Treatment monitoring of metastatic colorectal cancer by quantification and genotyping of mutated KRAS in circulating cell-free DNA.

Abstract

e15037 Background: Treatment of stage IV colorectal cancer (mCRC) has made substantial progress over the last years but therapy monitoring still is in its early stage.
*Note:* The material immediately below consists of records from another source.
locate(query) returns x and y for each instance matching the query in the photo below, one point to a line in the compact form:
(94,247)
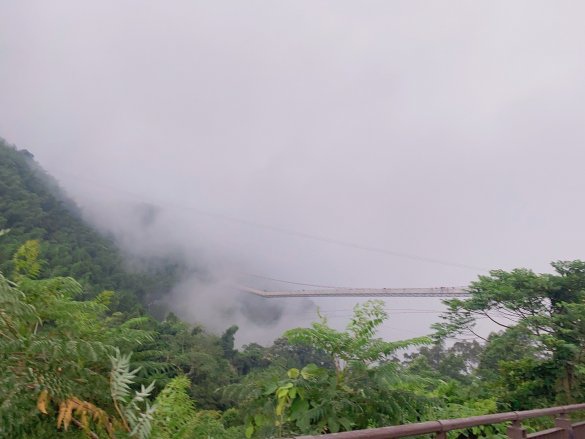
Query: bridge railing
(564,428)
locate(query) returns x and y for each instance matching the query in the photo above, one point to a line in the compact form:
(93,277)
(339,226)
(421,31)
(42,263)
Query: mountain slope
(32,206)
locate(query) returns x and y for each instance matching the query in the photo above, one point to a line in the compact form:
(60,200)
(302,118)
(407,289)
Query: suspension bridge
(444,292)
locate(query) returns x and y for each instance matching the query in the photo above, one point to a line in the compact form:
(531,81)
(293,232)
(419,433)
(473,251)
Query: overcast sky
(452,131)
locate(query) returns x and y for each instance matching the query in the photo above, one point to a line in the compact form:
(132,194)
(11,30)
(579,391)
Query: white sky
(448,130)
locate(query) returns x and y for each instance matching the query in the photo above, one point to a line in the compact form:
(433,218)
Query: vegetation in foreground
(82,358)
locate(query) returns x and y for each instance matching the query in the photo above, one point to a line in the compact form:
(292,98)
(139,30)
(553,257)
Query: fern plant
(134,410)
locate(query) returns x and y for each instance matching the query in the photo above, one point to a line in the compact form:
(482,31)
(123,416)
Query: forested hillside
(81,358)
(32,206)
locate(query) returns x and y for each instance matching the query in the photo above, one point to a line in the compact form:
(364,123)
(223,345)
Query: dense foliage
(80,357)
(33,207)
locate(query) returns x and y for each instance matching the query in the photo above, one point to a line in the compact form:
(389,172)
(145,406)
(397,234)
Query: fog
(354,144)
A facile, non-invasive, repeatable assessment of the mutational state of a given tumor even during treatment could constitute a desirable biomarker for therapy stratification and disease monitoring. "Liquid biopsies" analyzing circulating free and circulating tumor DNA (cfDNA/ctDNA) from patients’ blood have been proposed as a a simple, non-invasive method that could fulfil this requirement. Methods: 27 patients with histologically confirmed mCRC were enrolled into a treatment surveillance cohort. For the analysis of concordance between tumor tissue DNA and cfDNA we analyzed 40 tissue and blood pairs from therapy naïve patients regarding their KRAS mutation status. The course of cfDNA values combined with targeted genotyping of KRAS mutations were assessed during several palliative chemotherapeutic regimens. cfDNA data were correlated with clinical parameters to establish its prognostic and predictive value. Results: Baseline cfDNA levels allow to significantly differentiate mCRC from healthy controls (14.23 ± 6.33 ng/ml vs. 2.60 ± 1.59 ng/ml; p < 0.0001). cfDNA values at baseline in therapy naïve patients correlate well with tumor burden (p < 0.05) and CEA levels (p < 0.05). cfDNA values significantly increased upon disease progression during 1st (p < 0.01) and 2nd line (p < 0.05) treatment, enabling a non-invasive disease monitoring approach. Moreover, there was a significant correlation between the cfDNA levels upon treatment and progression-free survival (p < 0.05). In addition, our data show that KRAS genotyping of cfDNA under therapy is feasible (80% blood-tissue concordance) and might benefit the patient due to early detection of therapy resistance. Conclusions: Repetitive quantitative and mutational analysis of cfDNA is likely to complement current diagnostic standards in stage IV CRC over the whole continuum of treatment.